Based on hepatic intermediary metabolism, we have utilized mathematical programming techniques to optimize the biochemical environment of hepatocyte cultures towards the desired effect of increased albumin and urea synthesis. To investigate the feasible range of optimal hepatic function, we have obtained a Pareto optimal set of solutions corresponding to liver specific functions of urea and albumin secretion in the metabolic framework using multiobjective optimization.
The importance of amino acids in the supplementation and the criticality of the metabolic pathways have been investigated using logic based programming techniques. Since the metabolite measurements are bound to be patient specific, and hence subject to variability, uncertainty has to be integrated with system analysis to improve the prediction of hepatic function.
We have used the concept of two-stage stochastic programming to obtain robust solutions by considering extracellular variability. The proposed analysis represents a new systematic approach to analyze behavior of hepatocyte cultures and optimize different operating parameters for an extracorporeal device based on real-time conditions. This work has been accepted for publication recently in Biotechnology and Bioengineering (Sharma et al. 2005).

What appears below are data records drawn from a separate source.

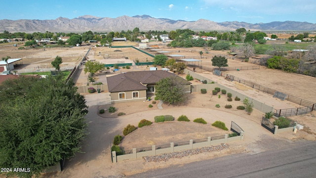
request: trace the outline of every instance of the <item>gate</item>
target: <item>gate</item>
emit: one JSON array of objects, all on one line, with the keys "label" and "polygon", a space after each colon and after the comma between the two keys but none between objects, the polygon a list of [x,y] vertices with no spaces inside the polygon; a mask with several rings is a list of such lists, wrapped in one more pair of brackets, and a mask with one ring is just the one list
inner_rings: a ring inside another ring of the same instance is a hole
[{"label": "gate", "polygon": [[264,117],[262,117],[261,126],[270,131],[272,134],[275,134],[275,126]]}]

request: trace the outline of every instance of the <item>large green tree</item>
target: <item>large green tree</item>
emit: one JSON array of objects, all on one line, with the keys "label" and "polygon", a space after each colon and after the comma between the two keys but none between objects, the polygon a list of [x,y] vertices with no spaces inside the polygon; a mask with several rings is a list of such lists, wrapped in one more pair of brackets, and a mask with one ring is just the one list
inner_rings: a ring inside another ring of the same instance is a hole
[{"label": "large green tree", "polygon": [[88,80],[90,82],[94,82],[95,79],[94,74],[96,72],[104,69],[104,64],[100,63],[99,61],[87,61],[84,64],[84,74],[89,72]]},{"label": "large green tree", "polygon": [[159,65],[164,65],[168,60],[168,57],[163,54],[157,55],[154,57],[154,62]]},{"label": "large green tree", "polygon": [[0,166],[12,168],[9,174],[31,178],[80,151],[87,107],[62,77],[20,77],[0,85]]},{"label": "large green tree", "polygon": [[185,93],[185,81],[179,77],[163,78],[156,83],[155,94],[159,99],[171,104],[185,102],[188,99]]},{"label": "large green tree", "polygon": [[60,65],[62,63],[63,63],[63,60],[61,57],[57,56],[55,58],[55,60],[51,62],[51,65],[55,67],[56,70],[59,71],[60,69]]},{"label": "large green tree", "polygon": [[219,70],[221,70],[221,67],[227,67],[227,59],[224,56],[215,56],[212,59],[212,65],[213,66],[218,67]]}]

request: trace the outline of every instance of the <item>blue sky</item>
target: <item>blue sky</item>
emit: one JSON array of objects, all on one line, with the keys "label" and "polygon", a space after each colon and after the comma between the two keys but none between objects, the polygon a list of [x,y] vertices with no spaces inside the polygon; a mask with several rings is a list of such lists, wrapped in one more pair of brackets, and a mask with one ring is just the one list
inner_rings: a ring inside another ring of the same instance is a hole
[{"label": "blue sky", "polygon": [[84,15],[251,23],[287,20],[316,23],[316,0],[15,0],[1,2],[0,19],[69,19]]}]

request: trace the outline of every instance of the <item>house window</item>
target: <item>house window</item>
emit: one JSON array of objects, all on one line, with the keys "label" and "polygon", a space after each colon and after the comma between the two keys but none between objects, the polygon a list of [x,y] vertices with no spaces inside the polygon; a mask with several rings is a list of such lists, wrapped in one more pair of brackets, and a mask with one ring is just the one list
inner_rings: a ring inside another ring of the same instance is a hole
[{"label": "house window", "polygon": [[118,93],[119,99],[125,99],[125,93],[120,92]]},{"label": "house window", "polygon": [[148,92],[155,92],[155,87],[154,86],[147,86]]},{"label": "house window", "polygon": [[138,91],[133,91],[133,98],[138,98]]}]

Pharmaceutical Process Optimization
In this project the problem we are trying to solve is the optimization of process design for a variety of pharmaceutical manufacturing processing units. The project involves both experimental and computational components. Experiments are used to build the necessary knowledge database for the behavior of the process under a variety of different operating conditions as well as the effect of different design parameters on the system's performance. Predictive models to represent the system's performance are developed using hybrid schemes involving first principle models and data based methodologies.
The first stage of the project addresses single units, whereas at the second stage the interactions between processing units will be analyzed and considered in an integrative modeling framework in order to identify the additional bottlenecks that arise due to process connectivity. Finally the last stage will involve the optimization of the overall production plant alternatives. This will be of particular importance in the design of the optimal control scheme.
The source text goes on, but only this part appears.